Closed Bug 721663 Opened 12 years ago Closed 12 years ago

Crash in unpackImageRow @ CGAccessSessionGetBytes on Mac OS X 10.5 while printing or previewing

Categories

(Core :: General, defect)

11 Branch
x86
macOS
defect
Not set
critical

Tracking

()

VERIFIED FIXED
mozilla13
Tracking Status
firefox11 + verified
firefox12 - verified

People

(Reporter: scoobidiver, Assigned: smichaud)

References

Details

(4 keywords, Whiteboard: [qa!])

Crash Data

Attachments

(1 file, 2 obsolete files)

It's a new crash signature that first appeared in 12.0a1/20111223 and 11.0a2/20111230.
It's #4 top crasher in 11.0a2 on Mac OS X.
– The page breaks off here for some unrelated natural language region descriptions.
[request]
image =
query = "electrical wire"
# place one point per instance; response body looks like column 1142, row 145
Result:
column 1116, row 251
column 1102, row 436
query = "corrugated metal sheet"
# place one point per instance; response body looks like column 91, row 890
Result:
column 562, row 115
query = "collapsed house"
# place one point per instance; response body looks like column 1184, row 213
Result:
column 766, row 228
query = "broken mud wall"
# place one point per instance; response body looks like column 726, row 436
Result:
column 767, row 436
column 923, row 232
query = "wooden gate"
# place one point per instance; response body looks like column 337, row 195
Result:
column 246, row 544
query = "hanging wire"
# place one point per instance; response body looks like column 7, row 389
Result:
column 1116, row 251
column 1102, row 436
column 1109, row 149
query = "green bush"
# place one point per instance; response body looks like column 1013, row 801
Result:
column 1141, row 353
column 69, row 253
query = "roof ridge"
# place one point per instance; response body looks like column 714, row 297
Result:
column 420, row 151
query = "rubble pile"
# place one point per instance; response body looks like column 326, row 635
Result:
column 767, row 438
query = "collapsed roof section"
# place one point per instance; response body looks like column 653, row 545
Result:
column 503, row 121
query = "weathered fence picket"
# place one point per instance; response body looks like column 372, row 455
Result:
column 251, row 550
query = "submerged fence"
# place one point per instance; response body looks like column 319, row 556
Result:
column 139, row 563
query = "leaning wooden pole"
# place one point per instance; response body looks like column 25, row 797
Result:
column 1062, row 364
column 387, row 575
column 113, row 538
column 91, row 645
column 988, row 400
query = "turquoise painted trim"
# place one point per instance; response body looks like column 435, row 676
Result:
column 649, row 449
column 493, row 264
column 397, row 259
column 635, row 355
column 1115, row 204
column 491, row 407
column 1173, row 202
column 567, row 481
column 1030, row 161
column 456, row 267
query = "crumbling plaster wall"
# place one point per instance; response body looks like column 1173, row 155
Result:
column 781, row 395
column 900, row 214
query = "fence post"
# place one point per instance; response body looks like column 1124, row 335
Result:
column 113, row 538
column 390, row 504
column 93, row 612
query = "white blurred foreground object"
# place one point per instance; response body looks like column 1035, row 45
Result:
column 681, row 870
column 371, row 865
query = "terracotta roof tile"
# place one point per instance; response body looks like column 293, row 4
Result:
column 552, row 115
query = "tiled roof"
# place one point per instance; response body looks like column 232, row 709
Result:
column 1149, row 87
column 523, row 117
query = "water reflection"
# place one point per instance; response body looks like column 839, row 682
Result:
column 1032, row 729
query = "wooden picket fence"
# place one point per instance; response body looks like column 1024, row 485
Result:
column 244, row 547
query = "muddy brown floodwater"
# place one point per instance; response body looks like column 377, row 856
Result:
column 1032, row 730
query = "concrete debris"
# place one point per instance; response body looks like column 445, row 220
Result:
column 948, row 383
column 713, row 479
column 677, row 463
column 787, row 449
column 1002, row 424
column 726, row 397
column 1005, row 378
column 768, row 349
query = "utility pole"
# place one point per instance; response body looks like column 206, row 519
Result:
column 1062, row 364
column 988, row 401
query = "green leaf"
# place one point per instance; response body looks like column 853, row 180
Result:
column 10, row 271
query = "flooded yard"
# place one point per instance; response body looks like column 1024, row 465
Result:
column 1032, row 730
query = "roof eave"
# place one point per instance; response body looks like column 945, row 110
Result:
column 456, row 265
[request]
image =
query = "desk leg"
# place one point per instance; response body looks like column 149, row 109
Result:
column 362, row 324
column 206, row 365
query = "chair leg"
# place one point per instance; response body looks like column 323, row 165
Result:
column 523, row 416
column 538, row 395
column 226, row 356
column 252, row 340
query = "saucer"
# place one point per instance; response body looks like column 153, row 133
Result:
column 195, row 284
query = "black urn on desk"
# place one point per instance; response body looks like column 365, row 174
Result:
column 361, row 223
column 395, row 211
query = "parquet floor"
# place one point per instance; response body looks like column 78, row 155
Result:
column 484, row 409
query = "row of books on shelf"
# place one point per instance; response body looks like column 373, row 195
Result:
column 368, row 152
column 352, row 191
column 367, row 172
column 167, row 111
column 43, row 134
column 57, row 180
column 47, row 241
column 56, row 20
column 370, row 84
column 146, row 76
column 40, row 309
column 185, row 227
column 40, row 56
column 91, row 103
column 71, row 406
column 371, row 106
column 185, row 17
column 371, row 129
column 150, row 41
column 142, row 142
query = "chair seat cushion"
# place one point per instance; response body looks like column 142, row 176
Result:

Every comments talk about printing or previewing

Signature 	CGAccessSessionGetBytes More Reports Search
UUID	63a79621-4dc0-48e1-9fb7-ed7762120125
Date Processed	2012-01-25 09:45:18
Uptime	13
Last Crash	38 seconds before submission
Install Age	13 seconds since version was first installed.
Install Time	2012-01-25 09:44:54
Product	Firefox
Version	11.0a2
Build ID	20120124042008
Release Channel	aurora
OS	Mac OS X
OS Version	10.5.8 9L31a
Build Architecture	x86
Build Architecture Info	family 6 model 23 stepping 6
Crash Reason	EXC_BAD_ACCESS / KERN_INVALID_ADDRESS
Crash Address	0x1c9a4000
App Notes 	
AdapterVendorID: 0x10de, AdapterDeviceID: 0x 863	
EMCheckCompatibility	True

Frame 	Module 	Signature 	Source
0 		@0xffff08a0 	
1 	CoreGraphics 	CGAccessSessionGetBytes 	
2 	libPDFRIP.A.dylib 	unpackImageRow 	
3 	libPDFRIP.A.dylib 	PDFImageEmitData 	
4 	libPDFRIP.A.dylib 	imageRefEmitDefinition 	
5 	libPDFRIP.A.dylib 	PDFImageEmitDefinition 	
6 	libPDFRIP.A.dylib 	emitImageDefinition 	
7 	CoreFoundation 	CFSetApplyFunction 	

More reports at:
https://crash-stats.mozilla.com/report/list?signature=CGAccessSessionGetBytes
Version: 12 Branch → 11 Branch
It's #1 top crasher on Mac OS X in 11.0b1.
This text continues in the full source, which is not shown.